Когда добрались до места, грибов оказалось столько, что я могла срезать их, даже не поднимаясь на ноги. Нежные синие, белые, светло-жёлтые цветы остались в подарок весне и раннему лету. Теперь наступила пора уверенных цветов, ярких красок. Опушки пестрели рыжими пятнами лисичек, пышными тёмно-розовыми саранками. Чуть пореже встречались крупные лиловые колокольчики с листьями, похожими на крапивные.

По грибы я никогда не ходила, но от подружки Оли знала, что её отец брал на даче маслята и подберёзовики. Изредка ему попадались белые, но их всегда было немного. А тут – настоящее пиршество! Срезанные лисички мы складывали вначале в пакет, а потом высыпали в большой рогожный мешок. Через пару часов и и мешок оказался полон – настала очередь за вторым.

Домой вернулись к вечеру. Ужин сготовила тётя Люба: жареная картошка, салат из огурцов, редиски и зелёных перцев. Санька ворчал, что редиска уже старая и дряблая, а перцы можно было бы не трогать, поберечь. Никола с Полинкой ели всё молча, накладывали добавки, пили чай, жадно жуя пряники, а потом как-то очень быстро подскочили и ушли, сунув в карманы ещё по прянику. Вослед им Санька полуснисходительно-полупрезрительно обмолвил:

– Голодающие с Поволжья.

Баба Зоя ещё раз оценивающе поглядела на грибной урожай, коротко одобрила:

– Ничего.

Я уже была уверена, что старуха всегда так скупа на похвалу, всегда сдержанна, но вдруг увидела, как она подошла к Саньке и ласково, даже с каким-то трепетом, погладила его сухой рукой по груди.

– Как живёшь-то, внучек? – с той же лаской прошелестела она.

– Живём, хлеб жуём! – отозвался он словами моей мамы.
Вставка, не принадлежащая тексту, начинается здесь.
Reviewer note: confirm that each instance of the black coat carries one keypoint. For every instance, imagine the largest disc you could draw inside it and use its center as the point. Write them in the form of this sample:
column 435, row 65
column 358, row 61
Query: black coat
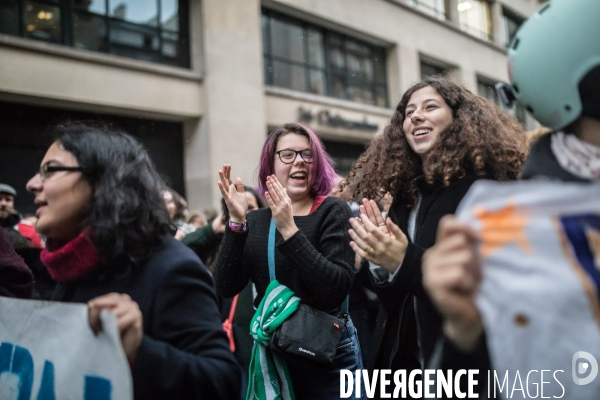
column 409, row 321
column 184, row 352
– И то ладно. Сашенька… Погляди, чё это на губе у меня? Болячка кака?

Санька бросил острый проницательный взгляд на лиловое пятно над губой и ядовито усмехнулся:

– Сифилис, баба!

Старуха ничуть не рассердилась и даже ничего не возразила, просто так и осталась около Сашки, может быть, наблюдая, не нужно ли будет ему ещё чего-нибудь принести. Не то, чтобы видя, а, скорее, угадывая её услуживость, Санька смягчился и почти ласково произнёс:

– Баба, я пошутил. Простуда, наверное. Иди, отдохни.

– А-а, – кивнула старуха и послушно побрела в своё кресло.

На кухне нас осталось трое – Санька, Настя и тётя Люба.

– Как у вас, для ребёночка всё готово? – поинтересовалась тётка.

– А чё ему надо. Конечно, всё. Кроватку вторую у Кармановых купил, собрал. Тряпки там Ленка взяла, что надо. Мать пелёнок ещё нашила.

– Ждёшь?

Санька яростно забрякал ложкой о край стакана.

– Ждёшь, не ждёшь… Один раз родила, другой раз родит. Чё делов. Раньше в поле рожали.

– Пацана хотел, да?

Санька вскинулся:

– Тётка, чё ты вот в душу лезешь? Кто родится, тот родится. Ты если хочешь встрять – лучше собралась бы да помогла. Стайку надо почистить, Ленка не может уже, то болеет, то устала, то ещё чё. Вот пошли лучше, чем вопросы задавать!